But rising revenues have spawned rising expectations. Despite the new flow of riches, the rural-urban gap that divides Newfoundland is expected to grow unless the provincial government devises a plan to share the wealth and stir economic development.
"Anything we do, we want to see that it generates employment," said Steve Carey, mayor of Daniel's Harbour on Newfoundland's west coast.
"If it doesn't generate employment and all of this is just make-work …it's no good."
Like other small towns, Daniel's Harbour has seen its young leave in droves. Since 2001, its population has dwindled to 288 from 350— a 17.7 per cent decline, according to Statistics Canada.
"It's just about all of the younger ones, the ones who would be having babies and building homes," Carey said.
"In 10 more years, most of the rural towns in Newfoundland, a good majority, won't exist."
The sudden spurt of affluence is also stoking fears of an anticipated spike in crime.
"Crime does follow prosperity," said Joe Browne, chief of the Royal Newfoundland Constabulary.
Officers with the force have sought the advice of other jurisdictions in Canada that have enjoyed similarly rapid economic growth on how to stem a rise in drug activity.
Investigators have already detected a steady increase in the sale of harder narcotics, such as cocaine, on the streets of St.

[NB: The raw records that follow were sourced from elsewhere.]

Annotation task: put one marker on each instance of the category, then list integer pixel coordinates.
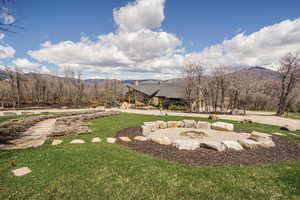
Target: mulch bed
(283, 151)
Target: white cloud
(6, 51)
(128, 49)
(28, 66)
(6, 16)
(140, 14)
(262, 48)
(24, 63)
(2, 36)
(138, 48)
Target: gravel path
(259, 117)
(33, 137)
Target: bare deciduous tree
(290, 75)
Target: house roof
(169, 90)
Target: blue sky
(180, 32)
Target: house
(156, 93)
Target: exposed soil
(284, 151)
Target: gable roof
(169, 90)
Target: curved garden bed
(283, 151)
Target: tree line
(226, 90)
(20, 89)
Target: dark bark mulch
(284, 151)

John's.
"There seems to be more of it available," Browne said, singling out the drug trade as the police force's biggest challenge for the future.
Still, when compared with other regions of the country, the province remains a safe place to live, Browne said.
"We're still a friendly place and I hope that never changes, and we'll do everything on our part to ensure that it doesn't," he said.
"What's happening on the positive side of the province overshadows by a mile our concerns about the increase in crime activity."